The glass you can afford is apparently probably not made there. Almost all the stuff in the shops is revolting anyway – I'm not just being snooty, it's garish manycolored patterned clowns etc., very ugly.
Pisa, Bologna, Burano. If there's one thing we can learn from a trip to Italy, it's that you shouldn't employ their builders to build you a tower centuries ago. They all lean (see below for why).
The Island's quite pretty, each house is painted a different color – apparently there was originally a meaning to the colors, but that's long since lost and now they're just whatever color they feel like.
Not much else on this island, the lace museum is apparently not worth a visit, and the lace you can afford is apparently probably not made there. I'm detecting a theme here…
Quite a nice little island, just an old church, a currently-working church, some vines and things. Dropped by there on the…
I like understanding, and the tourist stuff on the islands will have you sick to death of details of churches and Venetian paintings but knowing nothing of the islands and the lagoon itself. So I plunked down some unpleasantly large euros to go on a worthwhile small-group tour of the northern lagoon with a local marine scientist.
He explained not just how Venice came about – groups from the peninsula displaced temporarily but repeatedly by losing battles for control of the near-shore mainland settlement, being forced to take refuge on the marshy islands of the lagoon, and eventually forming a permanent settlement out on the most stable islands further out – but also moreso the nature of the lagoon environment, the formation, destruction, and now conservation of the marshes and islands, and the lagoon inlets, channels, and tidal flows – and how man has been both affected by and affecting all these things.
Some interesting things:
Aside from Torcello above, we also stopped by an interesting island that's an ossuary – a bone store. Many of the various minor islands were at one point assigned to various groups or functions, eg. military, and this one was where the city's skeletons ended up. I hopped over the wall and went in a little way – it's all blocked up by brambles, but there are some little human bones around you can see. You'd need a machete to get in further and see more (and of course digging to find unexposed bones around the periphery would certainly not be right), so don't get too carried away – but though no Sedlec it is interesting to know that they had such a place.
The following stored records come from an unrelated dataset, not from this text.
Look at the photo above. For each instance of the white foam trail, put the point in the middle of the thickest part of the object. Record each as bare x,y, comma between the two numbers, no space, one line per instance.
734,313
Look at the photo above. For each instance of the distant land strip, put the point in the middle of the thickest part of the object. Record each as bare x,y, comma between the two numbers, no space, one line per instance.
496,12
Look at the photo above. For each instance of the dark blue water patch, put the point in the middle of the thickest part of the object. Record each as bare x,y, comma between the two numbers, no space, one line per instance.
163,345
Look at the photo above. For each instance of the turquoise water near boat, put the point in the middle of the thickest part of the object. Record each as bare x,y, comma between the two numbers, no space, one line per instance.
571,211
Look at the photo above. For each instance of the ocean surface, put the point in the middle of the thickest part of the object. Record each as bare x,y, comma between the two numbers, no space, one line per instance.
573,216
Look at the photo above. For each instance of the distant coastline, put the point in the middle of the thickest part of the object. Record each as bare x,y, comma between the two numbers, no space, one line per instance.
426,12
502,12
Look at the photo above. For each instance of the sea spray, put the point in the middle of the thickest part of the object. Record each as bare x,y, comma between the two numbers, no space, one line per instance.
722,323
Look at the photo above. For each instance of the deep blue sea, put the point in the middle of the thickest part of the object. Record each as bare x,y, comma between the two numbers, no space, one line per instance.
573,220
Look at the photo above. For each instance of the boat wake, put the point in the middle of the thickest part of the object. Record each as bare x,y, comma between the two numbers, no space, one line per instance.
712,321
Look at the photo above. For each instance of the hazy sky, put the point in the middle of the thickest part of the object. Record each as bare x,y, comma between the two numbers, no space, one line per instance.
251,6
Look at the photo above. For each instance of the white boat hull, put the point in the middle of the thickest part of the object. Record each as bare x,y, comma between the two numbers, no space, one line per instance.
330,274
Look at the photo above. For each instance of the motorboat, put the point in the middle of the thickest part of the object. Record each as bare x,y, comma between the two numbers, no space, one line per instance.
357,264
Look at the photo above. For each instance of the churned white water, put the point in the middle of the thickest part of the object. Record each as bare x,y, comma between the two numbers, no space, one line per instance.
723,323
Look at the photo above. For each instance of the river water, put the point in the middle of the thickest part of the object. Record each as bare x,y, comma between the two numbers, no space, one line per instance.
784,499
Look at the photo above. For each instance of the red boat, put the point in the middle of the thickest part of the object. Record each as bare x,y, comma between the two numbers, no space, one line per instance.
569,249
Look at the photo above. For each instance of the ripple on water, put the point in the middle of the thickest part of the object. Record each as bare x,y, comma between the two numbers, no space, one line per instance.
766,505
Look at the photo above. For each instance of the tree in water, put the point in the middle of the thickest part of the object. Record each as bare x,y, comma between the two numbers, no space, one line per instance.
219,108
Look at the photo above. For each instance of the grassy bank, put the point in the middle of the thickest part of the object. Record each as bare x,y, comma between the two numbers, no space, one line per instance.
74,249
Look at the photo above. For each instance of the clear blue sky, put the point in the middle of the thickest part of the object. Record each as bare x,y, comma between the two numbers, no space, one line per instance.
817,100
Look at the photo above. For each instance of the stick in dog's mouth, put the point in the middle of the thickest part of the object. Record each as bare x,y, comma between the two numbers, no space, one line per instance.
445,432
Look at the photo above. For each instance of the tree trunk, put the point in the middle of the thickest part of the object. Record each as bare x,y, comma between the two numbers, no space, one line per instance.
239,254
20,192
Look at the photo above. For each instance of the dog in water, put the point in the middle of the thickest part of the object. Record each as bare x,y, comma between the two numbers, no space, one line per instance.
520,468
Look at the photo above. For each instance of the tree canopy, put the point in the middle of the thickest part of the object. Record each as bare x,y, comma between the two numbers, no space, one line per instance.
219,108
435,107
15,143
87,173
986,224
On the way back the skyline of one of the smaller islands silhouetted against the fading sky in a way I found disproportionately amazing – it looked like something from a children's book, buildings all in black clear with trees, towers, outlines of churches with windows cut out of the silhouette to show the sky behind), big shapes I can't quite imagine the source of. You can see what I mean in the photo if you click again to zoom in, but it doesn't look like much – I guess it's one of those had-to-be-there moments.
I enjoyed tootling around Venice, and while you wouldn't need to spend more than 3-4 days there really, it's pretty unique and worth a visit.
After spending a few hours finding somewhere to post my postcards – almost every shop sells postcards, and none of them sell stamp (and there are only about four post offices on Venice Island, and they're all closed by the time you get there) – I headed out to the airport and flew to Berlin for my conference.